Une révision régulière, mais aux effets concrets
Chaque année, la Haute Autorité de Santé (HAS) et le ministère de la Santé revoient la liste des produits et des services couverts par la Sécurité sociale. Cette démarche vise avant tout à optimiser les dépenses de santé publique, en redirigeant les remboursements vers des traitements jugés réellement efficaces ou innovants.
Cette révision de 2025 s'inscrit dans un contexte budgétaire tendu, alors que la Sécurité sociale cherche à réduire ses déficits. Par conséquent, plusieurs médicaments de consommation courante sont ciblés, notamment ceux largement utilisés par les personnes âgées.
Produits et soins concernés
À compter du 1er juillet 2025, cette mesure affectera tant des médicaments en vente libre que certains actes médicaux jugés maintenant d’un service médical “insuffisant”.
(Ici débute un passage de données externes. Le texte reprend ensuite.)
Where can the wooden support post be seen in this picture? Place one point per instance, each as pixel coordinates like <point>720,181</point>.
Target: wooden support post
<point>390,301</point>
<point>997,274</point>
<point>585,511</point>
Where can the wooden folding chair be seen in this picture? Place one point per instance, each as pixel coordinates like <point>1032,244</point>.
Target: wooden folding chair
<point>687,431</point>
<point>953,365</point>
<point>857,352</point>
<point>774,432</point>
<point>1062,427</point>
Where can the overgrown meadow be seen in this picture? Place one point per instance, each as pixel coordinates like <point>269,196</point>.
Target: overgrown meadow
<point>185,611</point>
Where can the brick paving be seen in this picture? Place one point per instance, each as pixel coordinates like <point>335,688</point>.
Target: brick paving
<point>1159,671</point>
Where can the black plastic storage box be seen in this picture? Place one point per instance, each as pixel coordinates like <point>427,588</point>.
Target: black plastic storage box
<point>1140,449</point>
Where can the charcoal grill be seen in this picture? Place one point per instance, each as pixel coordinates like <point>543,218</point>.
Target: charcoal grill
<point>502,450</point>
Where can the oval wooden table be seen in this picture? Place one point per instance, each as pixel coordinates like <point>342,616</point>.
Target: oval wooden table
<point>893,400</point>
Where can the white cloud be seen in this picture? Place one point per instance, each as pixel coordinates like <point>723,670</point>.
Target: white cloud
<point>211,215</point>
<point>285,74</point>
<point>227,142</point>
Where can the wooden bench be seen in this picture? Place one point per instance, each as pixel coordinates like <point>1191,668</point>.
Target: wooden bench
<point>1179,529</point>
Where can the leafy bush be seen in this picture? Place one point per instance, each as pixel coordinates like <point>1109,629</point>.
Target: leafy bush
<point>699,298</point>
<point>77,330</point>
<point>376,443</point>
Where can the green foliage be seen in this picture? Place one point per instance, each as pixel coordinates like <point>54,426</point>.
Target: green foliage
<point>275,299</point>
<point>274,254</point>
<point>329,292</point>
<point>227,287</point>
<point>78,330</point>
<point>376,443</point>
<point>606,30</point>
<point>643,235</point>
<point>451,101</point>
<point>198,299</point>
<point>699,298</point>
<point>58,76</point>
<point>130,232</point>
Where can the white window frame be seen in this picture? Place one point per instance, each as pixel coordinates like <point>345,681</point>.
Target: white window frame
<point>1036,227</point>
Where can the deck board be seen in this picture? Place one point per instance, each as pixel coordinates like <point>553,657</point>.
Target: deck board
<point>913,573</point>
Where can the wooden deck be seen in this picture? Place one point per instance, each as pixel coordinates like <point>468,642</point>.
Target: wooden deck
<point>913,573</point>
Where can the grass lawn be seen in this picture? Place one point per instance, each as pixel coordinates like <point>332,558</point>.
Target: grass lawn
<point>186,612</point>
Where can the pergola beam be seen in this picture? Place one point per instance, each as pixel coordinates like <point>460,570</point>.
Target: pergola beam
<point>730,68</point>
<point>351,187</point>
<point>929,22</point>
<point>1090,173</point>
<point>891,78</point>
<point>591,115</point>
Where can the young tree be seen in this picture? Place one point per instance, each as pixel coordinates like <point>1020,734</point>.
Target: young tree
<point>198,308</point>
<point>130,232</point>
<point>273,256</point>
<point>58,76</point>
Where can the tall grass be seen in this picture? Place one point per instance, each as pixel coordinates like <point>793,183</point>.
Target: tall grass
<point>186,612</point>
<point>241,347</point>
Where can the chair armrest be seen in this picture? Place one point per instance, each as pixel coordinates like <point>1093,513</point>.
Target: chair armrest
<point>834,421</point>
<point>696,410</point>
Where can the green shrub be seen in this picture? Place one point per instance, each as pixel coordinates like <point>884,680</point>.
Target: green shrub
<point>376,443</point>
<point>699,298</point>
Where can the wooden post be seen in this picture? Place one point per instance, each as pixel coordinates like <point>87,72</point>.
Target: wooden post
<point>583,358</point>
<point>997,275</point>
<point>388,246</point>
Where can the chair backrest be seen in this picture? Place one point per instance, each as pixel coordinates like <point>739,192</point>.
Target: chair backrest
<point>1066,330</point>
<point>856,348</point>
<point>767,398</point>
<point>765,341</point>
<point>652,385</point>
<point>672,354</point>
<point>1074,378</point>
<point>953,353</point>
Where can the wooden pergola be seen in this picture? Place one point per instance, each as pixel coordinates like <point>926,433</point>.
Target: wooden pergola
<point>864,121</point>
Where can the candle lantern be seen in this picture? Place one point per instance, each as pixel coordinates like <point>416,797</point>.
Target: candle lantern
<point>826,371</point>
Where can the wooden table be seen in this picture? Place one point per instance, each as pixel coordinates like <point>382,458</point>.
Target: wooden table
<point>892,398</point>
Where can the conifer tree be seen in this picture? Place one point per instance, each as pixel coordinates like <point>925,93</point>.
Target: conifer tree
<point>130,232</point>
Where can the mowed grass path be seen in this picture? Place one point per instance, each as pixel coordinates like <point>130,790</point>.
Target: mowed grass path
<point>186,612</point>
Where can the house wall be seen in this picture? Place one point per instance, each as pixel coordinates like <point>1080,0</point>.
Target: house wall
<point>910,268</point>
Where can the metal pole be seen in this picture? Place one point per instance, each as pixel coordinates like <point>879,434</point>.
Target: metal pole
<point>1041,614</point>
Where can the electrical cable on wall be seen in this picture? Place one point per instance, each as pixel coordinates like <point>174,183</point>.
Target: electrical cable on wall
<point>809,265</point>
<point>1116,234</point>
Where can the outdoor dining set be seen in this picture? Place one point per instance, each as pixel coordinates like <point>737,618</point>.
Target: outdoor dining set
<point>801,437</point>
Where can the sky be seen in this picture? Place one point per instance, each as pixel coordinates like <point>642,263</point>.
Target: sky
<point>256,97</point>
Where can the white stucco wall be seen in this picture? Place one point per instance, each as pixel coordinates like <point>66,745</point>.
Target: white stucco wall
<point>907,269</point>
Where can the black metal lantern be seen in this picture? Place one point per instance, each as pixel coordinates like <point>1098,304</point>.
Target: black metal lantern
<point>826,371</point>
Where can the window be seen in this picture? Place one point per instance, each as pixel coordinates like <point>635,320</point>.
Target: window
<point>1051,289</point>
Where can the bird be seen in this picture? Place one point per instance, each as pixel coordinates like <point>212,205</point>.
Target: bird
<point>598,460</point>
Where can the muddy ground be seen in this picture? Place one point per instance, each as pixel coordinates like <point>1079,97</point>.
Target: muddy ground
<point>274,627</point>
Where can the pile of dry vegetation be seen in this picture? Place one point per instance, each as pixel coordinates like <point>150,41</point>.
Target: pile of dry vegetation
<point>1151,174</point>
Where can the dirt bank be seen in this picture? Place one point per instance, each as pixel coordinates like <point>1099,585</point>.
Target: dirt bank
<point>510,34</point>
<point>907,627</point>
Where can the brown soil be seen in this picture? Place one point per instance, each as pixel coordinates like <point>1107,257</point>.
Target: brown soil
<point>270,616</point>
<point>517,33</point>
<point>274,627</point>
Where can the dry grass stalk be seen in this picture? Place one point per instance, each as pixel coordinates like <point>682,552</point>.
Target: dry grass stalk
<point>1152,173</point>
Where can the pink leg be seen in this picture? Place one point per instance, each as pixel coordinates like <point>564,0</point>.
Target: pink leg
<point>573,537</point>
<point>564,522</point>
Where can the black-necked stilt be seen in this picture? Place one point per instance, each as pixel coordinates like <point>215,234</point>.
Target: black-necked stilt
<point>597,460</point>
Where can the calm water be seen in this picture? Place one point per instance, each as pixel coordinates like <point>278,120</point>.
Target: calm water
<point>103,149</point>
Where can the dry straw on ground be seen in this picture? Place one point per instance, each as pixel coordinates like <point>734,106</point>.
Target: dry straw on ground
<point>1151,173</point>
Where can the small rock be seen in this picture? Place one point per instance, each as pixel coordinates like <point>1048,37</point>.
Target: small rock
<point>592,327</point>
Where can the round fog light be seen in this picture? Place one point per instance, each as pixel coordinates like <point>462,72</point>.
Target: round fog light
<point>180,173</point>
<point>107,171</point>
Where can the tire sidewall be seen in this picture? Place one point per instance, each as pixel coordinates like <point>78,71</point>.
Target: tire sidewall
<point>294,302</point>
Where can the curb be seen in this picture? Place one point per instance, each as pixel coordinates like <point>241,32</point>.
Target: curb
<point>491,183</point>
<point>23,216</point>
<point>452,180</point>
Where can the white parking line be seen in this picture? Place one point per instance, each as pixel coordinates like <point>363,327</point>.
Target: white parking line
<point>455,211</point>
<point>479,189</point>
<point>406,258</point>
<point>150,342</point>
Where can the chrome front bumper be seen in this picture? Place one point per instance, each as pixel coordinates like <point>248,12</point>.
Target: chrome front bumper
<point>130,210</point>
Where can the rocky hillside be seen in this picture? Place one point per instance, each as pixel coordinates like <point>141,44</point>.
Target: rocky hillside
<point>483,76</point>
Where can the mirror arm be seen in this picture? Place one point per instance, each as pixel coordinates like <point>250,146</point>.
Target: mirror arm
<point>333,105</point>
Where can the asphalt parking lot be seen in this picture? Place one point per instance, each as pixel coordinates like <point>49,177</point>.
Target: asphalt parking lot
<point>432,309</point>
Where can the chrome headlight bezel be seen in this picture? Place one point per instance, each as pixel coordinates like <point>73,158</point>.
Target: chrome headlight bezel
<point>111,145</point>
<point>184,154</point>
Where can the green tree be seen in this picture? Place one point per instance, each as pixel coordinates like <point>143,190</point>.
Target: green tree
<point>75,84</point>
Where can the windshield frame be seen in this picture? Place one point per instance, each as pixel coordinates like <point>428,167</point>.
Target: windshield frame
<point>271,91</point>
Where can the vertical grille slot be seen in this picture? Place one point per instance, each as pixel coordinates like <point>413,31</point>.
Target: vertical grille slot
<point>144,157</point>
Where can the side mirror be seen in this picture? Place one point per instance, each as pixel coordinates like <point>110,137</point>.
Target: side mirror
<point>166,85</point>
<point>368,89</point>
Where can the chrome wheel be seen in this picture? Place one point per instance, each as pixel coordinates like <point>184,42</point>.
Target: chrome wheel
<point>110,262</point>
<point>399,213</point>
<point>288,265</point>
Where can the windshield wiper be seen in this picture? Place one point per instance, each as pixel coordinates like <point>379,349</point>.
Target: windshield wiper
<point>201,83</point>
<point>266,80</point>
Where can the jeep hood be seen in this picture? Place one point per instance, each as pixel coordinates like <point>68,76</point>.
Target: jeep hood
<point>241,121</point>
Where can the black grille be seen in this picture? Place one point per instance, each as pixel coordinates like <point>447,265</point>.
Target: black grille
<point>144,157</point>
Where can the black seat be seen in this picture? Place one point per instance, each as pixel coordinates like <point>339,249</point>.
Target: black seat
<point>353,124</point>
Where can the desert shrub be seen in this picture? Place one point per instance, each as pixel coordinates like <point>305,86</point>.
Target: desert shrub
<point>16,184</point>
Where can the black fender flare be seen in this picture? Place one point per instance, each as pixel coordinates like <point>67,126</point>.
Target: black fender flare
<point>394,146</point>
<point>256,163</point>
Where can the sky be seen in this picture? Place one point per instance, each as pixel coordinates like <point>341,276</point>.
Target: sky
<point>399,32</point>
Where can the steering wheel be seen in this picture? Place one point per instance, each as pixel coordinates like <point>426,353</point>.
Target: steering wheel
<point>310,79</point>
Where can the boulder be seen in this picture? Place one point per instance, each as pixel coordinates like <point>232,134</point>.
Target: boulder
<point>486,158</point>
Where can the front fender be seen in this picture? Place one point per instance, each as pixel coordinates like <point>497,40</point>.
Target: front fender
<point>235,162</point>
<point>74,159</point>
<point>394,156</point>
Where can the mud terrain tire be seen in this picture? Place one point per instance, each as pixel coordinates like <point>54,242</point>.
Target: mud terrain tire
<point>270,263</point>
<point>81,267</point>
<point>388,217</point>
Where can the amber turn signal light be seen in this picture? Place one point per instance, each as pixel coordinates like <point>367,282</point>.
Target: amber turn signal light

Voici un aperçu des principales suppressions à venir :
- Topalgic (tramadol + paracétamol): utilisé pour les douleurs chroniques, déremboursé en raison du risque de dépendance et de l’existence d’alternatives.
- Actiskenan (morphine à libération rapide): prescrit pour les douleurs aiguës, son usage détourné a conduit à sa suppression.
- Homéopathie: son efficacité n’étant pas prouvée, les remboursements seront progressivement réduits.
- Traitements contre l’arthrose: jugés trop peu bénéfiques cliniquement.
- Consultations ostéopathiques: désormais non remboursées car non conventionnées.
- Examens biologiques de routine: leur fréquence de prescription est jugée excessive.
D’autres médicaments à visée digestive ou contre les troubles du sommeil seront également concernés, en particulier ceux qualifiés de “confort” ou à “efficacité modeste”.
Quel impact pour les patients ?
Ces déremboursements entraîneront des répercussions directes sur les patients, particulièrement pour ceux utilisant régulièremet ces traitements et dépendant uniquement de l’Assurance maladie.
Par exemple :
- Un traitement anti-arthrose non remboursé pourrait coûter entre 20 et 35 euros supplémentaires par mois.
- Un bilan biologique qui était pris en charge à 60 % pourrait désormais être entièrement à la charge du patient, sauf couverture par une mutuelle.
Les patients âgés, cumulant plusieurs maladies, seront souvent les plus affectés, souvent sans accès à des mutuelles pour couvrir ces frais.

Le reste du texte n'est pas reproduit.